Apparently he’d lived there before moving to Lytham. I’ll let you make up your own minds as to how big a doss-hole Coldingham must have been.
As if that wasn’t enough, he was also accused of adultery. Exactly what became of him the records don’t inform us, but there seems to have been quite a bit of ‘goods removal’ going on at the priory in general. The Butler family, along with the Beethams and the Cliftons, all owned lands around the establishment, which led to numerous disputes over grazing rights.

In 1320 William Clifton, outraged by the priory’s behaviour, lost his temper completely and stormed the priory with two hundred men. In the process he caused £100 worth of damage (quite a lot of money back in those days) and ‘rescued’ a herd of cows that he claimed were his.
The prior at the time, Roger Tynemouth (surprisingly not a Robert) was apparently much, “ fear of his life so that he dare not stir abroad’.
The disputes continued for several more centuries, resulting in the Butlers in 1530 smashing down the boundary cross, uprooting another, toppling a statue of Saint Cuthbert and threatening the priory itself.
We could go on, but that’s probably enough for now.


John said...

Excellent post!
Funny how people in certain positions get pardoned... politicians, corporate management, Lawyers, and religiousos of all sorts... I guess they have good contracts.

By the way, third image is not showing for some reason, unless you meant to show us a red x in a white box, but that one's over my head if so.
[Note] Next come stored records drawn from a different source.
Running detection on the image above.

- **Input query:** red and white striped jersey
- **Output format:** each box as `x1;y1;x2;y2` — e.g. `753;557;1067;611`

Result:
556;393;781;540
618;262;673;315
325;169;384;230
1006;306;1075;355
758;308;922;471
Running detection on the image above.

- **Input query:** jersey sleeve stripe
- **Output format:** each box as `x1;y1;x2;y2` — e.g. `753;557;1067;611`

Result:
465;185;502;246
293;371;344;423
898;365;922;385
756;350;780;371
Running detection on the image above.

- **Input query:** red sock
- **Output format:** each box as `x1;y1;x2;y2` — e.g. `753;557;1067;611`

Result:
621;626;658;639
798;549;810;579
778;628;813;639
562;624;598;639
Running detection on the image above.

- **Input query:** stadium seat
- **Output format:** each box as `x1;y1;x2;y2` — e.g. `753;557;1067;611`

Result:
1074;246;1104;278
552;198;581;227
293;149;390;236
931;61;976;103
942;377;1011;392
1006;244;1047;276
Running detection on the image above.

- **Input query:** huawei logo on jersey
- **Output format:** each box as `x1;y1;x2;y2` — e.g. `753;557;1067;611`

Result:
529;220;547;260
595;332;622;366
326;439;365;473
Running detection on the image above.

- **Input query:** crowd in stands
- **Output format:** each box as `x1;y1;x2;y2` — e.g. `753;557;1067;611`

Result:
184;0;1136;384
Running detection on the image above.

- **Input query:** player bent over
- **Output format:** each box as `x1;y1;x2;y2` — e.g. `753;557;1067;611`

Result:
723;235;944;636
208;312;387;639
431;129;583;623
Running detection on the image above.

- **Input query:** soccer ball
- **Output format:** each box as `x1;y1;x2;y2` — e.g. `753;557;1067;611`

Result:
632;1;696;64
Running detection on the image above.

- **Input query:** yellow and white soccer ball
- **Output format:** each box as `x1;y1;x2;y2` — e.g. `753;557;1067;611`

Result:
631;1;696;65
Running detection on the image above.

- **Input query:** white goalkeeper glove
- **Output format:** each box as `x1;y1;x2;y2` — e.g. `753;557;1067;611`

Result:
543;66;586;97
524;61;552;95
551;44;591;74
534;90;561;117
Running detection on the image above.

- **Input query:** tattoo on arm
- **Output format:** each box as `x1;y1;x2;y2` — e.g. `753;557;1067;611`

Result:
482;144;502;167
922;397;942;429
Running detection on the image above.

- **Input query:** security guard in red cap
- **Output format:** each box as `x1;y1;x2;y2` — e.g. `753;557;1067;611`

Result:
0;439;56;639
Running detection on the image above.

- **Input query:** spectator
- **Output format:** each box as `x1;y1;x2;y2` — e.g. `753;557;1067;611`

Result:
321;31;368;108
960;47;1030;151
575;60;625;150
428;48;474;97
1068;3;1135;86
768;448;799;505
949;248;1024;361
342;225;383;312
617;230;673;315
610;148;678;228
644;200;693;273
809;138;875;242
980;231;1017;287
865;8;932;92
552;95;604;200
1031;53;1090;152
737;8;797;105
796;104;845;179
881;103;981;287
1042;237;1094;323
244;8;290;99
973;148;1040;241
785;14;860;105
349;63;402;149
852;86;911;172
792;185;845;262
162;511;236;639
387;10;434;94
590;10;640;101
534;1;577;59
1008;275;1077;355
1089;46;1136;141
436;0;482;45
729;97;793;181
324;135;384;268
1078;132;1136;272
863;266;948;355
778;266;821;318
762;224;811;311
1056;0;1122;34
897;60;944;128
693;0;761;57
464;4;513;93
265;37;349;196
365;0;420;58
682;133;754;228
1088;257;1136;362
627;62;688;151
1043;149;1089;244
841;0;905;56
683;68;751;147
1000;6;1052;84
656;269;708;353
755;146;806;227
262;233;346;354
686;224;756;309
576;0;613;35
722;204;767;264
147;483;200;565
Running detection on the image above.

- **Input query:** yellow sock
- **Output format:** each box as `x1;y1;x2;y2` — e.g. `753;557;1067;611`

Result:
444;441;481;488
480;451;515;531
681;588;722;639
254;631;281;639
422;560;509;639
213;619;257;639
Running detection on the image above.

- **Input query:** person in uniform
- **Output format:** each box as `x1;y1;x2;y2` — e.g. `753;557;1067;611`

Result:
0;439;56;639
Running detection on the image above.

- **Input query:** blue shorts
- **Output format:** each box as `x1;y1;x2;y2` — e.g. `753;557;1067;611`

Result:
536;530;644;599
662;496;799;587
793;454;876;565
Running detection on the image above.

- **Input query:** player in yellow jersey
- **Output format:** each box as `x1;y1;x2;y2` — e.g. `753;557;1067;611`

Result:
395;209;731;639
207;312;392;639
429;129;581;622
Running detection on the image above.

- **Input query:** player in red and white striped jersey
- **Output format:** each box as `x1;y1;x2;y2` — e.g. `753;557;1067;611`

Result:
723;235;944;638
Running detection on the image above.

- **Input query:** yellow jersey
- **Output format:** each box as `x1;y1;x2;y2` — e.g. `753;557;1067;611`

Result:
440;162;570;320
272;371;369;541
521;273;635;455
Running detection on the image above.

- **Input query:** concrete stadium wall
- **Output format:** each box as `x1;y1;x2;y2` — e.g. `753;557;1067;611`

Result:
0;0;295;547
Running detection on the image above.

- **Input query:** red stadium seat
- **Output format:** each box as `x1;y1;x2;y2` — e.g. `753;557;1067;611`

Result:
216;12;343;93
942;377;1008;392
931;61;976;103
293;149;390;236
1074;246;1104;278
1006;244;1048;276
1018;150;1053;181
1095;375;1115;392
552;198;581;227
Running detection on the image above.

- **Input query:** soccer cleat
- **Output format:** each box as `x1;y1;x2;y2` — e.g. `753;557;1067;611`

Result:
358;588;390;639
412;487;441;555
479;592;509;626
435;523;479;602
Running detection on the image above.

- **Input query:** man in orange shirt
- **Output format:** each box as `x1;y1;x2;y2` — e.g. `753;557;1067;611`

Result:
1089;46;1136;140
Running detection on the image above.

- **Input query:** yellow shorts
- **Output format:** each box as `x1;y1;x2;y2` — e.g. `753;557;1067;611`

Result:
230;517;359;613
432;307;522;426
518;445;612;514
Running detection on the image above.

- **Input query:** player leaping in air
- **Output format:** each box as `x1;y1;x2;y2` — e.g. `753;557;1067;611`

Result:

In the 4th image, is that supposed to be some sort of dental procedure? Sure looks like teeth being removed!

As for the monkis themselves, I'm saying it now, and will say it again... you just have to give people a break sometime! Too much of the tough stuff, and they're gonna crack eventually!

Today's Monasteries have wii bowling tournaments, I'm sure, to relieve stress and entertain those of the itchy pants...

Good one. More entertaining education like this please!

Brian Hughes said...


"By the way, third image is not showing for some reason..."

Not sure why not. It's showing on my computer. Might just have been Blogger buggering about. Let me know if it continues to stay hidden.

"In the 4th image, is that supposed to be some sort of dental procedure?"

Presumably. Whatever it is, it looks gruesome. Extreme Flossing for Masochists, perhaps?

Jayne said...

Canon Hilton was pardoned for his crime...
I'm guessing the dead may have been ill spoken of, hence the pardon.
Or Robert Hilton had a bit of dosh to flash.
Those monks really had issues, didn't they? A good massage, some counselling and a chamomile tea before bed....

Brian Hughes said...


Or, alternatively, a good slap on the tonsure should sort 'em out.

Hels said...

Some of the mediaeval monasteries were mixed gender. The buildings were quite separate but the possibily for monastic naughtiness was slightly increased. Where there was a will, there must have been a way.

Brian Hughes said...


You're absolutely right. Cockersand Abbey itself had nuns living there...which conveniently allows me to crack the old joke: "What fun does a monk have? Answer: Nun..." (Nun -- none...see? It's a play on words. Not a very good one, I admit, but I didn't come up with it so I refuse to take any blame.)